We previously showed that envelope (gp160)-based vaccines, used in a live recombinant virus priming and subunit protein boosting regimen, protected macaques against intravenous and intrarectal challenges with the homologous simian immunodeficiency virus SIVmne clone E11S. However, the breadth of protection appears to be limited, since the vaccines were only partially effective against intravenous challenge by the uncloned SIVmne. To examine factors that could affect the breadth and the efficacy of this immunization approach, we studied (i) the effect of priming by recombinant vaccinia virus; (ii) the role of surface antigen gp130; and (iii) the role of core antigens (Gag and Pol) in eliciting protective immunity.

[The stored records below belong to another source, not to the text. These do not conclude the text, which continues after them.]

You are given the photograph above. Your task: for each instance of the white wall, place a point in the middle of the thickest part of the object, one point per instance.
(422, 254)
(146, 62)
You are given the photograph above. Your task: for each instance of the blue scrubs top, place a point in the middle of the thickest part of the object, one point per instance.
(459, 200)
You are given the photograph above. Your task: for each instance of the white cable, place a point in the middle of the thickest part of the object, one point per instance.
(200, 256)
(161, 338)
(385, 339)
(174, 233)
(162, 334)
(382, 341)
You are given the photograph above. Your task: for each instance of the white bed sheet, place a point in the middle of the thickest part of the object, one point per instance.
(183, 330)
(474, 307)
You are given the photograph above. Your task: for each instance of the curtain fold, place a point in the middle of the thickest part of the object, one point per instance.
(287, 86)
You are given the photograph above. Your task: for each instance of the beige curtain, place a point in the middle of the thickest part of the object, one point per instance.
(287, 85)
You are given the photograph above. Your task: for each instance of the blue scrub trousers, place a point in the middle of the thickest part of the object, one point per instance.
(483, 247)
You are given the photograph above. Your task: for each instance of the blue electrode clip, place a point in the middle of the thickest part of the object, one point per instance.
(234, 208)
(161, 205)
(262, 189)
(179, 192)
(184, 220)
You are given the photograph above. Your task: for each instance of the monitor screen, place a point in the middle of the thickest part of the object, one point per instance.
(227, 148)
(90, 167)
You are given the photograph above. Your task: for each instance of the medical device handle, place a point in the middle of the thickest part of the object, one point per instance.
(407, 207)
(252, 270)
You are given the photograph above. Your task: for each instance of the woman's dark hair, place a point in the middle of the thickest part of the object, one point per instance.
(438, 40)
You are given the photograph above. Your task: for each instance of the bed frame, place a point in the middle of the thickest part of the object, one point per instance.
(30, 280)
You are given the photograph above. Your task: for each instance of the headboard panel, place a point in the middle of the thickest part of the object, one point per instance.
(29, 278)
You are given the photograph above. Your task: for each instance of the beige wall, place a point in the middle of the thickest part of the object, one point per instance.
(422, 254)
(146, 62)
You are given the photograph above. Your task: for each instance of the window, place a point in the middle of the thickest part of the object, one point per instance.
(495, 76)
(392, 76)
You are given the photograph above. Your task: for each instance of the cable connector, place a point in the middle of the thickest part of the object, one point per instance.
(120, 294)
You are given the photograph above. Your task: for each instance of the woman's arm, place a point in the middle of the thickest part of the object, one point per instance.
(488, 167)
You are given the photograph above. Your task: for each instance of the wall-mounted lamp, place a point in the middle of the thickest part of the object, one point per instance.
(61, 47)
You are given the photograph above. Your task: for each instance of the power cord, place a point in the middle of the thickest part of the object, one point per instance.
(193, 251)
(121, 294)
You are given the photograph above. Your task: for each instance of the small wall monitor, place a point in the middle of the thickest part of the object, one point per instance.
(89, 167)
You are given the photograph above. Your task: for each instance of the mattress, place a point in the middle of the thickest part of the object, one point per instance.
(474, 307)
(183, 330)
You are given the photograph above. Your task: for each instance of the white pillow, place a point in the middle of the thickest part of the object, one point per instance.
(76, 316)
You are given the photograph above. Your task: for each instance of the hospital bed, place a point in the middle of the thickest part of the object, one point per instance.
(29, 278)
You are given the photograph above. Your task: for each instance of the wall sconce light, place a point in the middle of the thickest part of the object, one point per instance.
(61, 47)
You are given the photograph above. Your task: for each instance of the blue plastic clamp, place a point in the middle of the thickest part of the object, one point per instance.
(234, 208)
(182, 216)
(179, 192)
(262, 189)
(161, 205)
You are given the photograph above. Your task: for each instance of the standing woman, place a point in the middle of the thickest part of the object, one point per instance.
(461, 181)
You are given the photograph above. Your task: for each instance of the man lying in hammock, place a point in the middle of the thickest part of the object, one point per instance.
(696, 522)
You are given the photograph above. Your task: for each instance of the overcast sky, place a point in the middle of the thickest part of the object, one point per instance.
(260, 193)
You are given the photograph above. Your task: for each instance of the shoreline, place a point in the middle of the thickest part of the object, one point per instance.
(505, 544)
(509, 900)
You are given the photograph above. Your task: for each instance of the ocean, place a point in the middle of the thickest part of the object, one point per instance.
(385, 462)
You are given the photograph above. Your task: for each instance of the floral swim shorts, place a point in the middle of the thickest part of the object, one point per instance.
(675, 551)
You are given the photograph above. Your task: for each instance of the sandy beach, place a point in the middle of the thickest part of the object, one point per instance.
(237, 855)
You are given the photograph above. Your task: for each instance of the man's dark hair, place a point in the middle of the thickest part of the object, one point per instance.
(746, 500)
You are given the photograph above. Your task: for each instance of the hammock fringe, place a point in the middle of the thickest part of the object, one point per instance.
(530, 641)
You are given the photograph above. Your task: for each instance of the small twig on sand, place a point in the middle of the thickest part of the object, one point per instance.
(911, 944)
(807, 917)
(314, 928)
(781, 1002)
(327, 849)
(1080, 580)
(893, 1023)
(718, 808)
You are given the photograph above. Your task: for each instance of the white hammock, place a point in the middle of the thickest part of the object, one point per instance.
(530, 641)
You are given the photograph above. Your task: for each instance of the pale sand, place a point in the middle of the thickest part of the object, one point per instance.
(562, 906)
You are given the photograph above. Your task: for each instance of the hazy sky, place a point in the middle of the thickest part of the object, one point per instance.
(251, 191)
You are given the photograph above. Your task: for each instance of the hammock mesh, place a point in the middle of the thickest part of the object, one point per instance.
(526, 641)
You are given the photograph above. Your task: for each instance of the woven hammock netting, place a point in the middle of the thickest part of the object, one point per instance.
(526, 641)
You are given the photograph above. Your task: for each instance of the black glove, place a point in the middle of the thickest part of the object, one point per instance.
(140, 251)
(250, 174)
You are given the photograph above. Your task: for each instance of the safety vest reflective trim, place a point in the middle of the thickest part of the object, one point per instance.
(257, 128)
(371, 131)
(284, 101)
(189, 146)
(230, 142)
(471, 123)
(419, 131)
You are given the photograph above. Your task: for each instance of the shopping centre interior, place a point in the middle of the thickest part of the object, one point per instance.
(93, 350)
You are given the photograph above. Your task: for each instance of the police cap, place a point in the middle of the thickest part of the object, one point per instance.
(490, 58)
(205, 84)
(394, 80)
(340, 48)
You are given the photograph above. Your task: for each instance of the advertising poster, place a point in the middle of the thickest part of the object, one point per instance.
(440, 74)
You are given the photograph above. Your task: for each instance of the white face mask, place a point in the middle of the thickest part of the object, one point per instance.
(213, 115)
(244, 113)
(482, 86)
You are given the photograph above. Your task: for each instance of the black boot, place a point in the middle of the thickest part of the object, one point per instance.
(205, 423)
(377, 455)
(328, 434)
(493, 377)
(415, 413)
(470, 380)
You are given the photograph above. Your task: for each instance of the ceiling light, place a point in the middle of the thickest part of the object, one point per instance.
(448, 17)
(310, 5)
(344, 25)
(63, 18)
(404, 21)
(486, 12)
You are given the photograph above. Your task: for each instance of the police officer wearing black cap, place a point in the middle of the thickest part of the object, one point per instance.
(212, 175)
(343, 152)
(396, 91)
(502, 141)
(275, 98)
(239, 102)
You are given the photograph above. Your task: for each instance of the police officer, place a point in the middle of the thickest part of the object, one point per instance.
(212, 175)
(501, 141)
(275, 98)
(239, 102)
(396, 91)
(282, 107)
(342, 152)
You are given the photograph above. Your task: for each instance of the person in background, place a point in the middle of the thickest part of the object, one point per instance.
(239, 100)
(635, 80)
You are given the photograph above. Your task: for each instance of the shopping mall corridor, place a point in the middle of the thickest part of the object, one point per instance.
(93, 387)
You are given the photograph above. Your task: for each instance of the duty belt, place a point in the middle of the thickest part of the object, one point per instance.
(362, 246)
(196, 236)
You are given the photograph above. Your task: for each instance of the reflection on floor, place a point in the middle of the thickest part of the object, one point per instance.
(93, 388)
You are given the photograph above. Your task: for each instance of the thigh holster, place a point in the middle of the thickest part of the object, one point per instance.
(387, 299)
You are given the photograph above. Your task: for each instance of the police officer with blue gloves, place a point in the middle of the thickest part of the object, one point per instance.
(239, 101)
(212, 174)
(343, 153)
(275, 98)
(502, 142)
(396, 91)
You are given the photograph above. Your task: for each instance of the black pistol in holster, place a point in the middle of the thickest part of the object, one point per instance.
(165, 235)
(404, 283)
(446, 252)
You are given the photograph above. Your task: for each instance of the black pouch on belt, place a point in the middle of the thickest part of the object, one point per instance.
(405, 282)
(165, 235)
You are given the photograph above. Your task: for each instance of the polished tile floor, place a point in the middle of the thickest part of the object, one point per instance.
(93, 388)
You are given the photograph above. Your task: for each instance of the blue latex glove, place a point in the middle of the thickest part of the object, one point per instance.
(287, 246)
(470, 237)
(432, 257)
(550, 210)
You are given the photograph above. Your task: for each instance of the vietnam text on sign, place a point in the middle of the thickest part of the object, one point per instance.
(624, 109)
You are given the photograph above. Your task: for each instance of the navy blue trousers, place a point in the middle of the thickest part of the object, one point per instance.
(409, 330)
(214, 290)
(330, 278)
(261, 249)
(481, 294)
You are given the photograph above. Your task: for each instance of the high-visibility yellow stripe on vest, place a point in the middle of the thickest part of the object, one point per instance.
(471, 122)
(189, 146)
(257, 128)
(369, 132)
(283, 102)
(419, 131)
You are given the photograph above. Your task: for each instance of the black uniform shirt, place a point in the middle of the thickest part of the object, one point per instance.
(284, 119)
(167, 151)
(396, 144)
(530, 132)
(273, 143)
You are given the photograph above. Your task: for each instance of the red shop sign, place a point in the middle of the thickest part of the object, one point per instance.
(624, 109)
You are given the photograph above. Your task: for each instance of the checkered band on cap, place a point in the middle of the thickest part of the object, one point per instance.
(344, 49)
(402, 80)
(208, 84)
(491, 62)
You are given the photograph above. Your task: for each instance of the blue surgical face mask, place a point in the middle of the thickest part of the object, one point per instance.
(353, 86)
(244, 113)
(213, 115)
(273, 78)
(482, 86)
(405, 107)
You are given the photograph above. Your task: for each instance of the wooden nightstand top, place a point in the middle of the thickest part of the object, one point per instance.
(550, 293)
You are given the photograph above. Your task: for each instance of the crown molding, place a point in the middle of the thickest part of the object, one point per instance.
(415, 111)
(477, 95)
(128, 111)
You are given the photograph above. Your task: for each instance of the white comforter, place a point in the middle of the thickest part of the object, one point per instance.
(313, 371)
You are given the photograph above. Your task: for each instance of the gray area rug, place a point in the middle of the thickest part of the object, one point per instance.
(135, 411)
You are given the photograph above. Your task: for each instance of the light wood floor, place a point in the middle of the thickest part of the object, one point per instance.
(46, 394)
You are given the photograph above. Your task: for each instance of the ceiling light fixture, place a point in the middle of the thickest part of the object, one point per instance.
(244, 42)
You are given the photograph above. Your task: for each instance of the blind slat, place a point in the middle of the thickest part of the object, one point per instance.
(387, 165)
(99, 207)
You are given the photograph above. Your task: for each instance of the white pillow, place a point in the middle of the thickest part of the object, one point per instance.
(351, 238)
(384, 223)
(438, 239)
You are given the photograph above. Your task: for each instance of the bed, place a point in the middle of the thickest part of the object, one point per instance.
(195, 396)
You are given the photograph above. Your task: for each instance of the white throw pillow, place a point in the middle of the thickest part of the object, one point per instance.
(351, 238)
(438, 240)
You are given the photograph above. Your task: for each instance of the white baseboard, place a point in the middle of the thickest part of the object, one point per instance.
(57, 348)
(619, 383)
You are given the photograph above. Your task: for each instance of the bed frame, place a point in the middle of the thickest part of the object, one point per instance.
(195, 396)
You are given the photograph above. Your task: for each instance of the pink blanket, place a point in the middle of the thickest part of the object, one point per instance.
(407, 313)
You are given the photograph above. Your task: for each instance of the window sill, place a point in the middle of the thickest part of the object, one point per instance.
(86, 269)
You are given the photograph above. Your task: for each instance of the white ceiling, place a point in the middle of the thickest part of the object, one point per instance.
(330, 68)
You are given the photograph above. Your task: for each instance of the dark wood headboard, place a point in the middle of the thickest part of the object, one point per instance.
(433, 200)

Results indicate that (i) priming with recombinant vaccinia virus was more effective than subunit antigen in eliciting protective responses; (ii) while both gp130 and gp160 elicited similar levels of SIV-specific antibodies, gp130 was not as effective as gp160 in protection, indicating a possible role for the transmembrane protein in presenting functionally important epitopes; and (iii) although animals immunized with core antigens failed to generate any neutralizing antibody and were infected upon challenge, their virus load was 50- to 100-fold lower than that of the controls, suggesting the importance of cellular immunity or other core-specific immune responses in controlling acute infection. Complete protection against intravenous infection by the pathogenic uncloned SIVmne was achieved by immunization with both the envelope and the core antigens. These results indicate that immune responses to both antigens may contribute to protection and thus argue for the inclusion of multiple antigens in recombinant vaccine designs.